De rechtbank overweegt dat de Nederlandse rechter bevoegd is om kennis te nemen van het verzoek, aangezien verzoeker de Nederlandse nationaliteit heeft en het verzoek betrekking heeft op een akte die binnen het rechtsgebied van de rechtbank is ingeschreven. De rechtbank constateert dat er op dit moment geen wettelijke regeling bestaat die non-binaire personen de mogelijkheid biedt om zich als genderneutraal te registreren. Desondanks is er een maatschappelijke en juridische trend naar erkenning van een neutrale geslachtelijke identiteit. De rechtbank wijst erop dat het individuele belang van verzoeker bij een correcte registratie in de geboorteakte zwaarder weegt dan het algemene belang bij het afwachten van wetgeving.

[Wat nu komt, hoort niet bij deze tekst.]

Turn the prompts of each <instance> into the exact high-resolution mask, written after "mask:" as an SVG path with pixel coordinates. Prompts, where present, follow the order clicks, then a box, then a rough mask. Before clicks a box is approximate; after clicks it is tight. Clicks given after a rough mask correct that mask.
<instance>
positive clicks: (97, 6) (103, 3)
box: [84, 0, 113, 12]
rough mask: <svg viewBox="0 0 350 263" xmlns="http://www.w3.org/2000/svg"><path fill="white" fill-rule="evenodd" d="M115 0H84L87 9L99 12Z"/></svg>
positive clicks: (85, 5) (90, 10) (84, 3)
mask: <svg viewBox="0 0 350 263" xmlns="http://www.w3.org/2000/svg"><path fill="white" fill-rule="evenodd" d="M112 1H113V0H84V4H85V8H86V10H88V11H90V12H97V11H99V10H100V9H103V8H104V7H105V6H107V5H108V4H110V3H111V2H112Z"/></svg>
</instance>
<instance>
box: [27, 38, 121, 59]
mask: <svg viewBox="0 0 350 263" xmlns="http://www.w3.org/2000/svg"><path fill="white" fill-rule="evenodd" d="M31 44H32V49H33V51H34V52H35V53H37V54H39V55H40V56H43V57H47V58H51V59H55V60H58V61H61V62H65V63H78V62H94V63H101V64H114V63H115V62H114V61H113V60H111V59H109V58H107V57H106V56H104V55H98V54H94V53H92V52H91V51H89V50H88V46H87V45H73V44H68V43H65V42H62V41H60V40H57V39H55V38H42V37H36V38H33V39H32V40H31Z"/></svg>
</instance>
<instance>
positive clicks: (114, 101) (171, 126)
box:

De rechtbank heeft vastgesteld dat verzoeker voldoende heeft onderbouwd dat hij de duurzame overtuiging heeft een genderneutrale persoon te zijn. De overgelegde deskundigenverklaring bevestigt deze identificatie. Daarom heeft de rechtbank besloten het primaire verzoek tot wijziging van het geslacht in 'X' toe te wijzen. Tevens is het verzoek tot voornaamswijziging in '[voornaam]' toegewezen, omdat verzoeker deze naam al sinds 2017 gebruikt en zich daarmee identificeert. De rechtbank heeft de ambtenaar van de burgerlijke stand gelast om de geboorteakte aan te passen en heeft het meer of anders verzochte afgewezen. De beschikking is gegeven door mrs. Van de Kraats, Van Leuven en Van Noort, en in tegenwoordigheid van mr. De Wit, griffier, in het openbaar uitgesproken door mr. Van Leuven.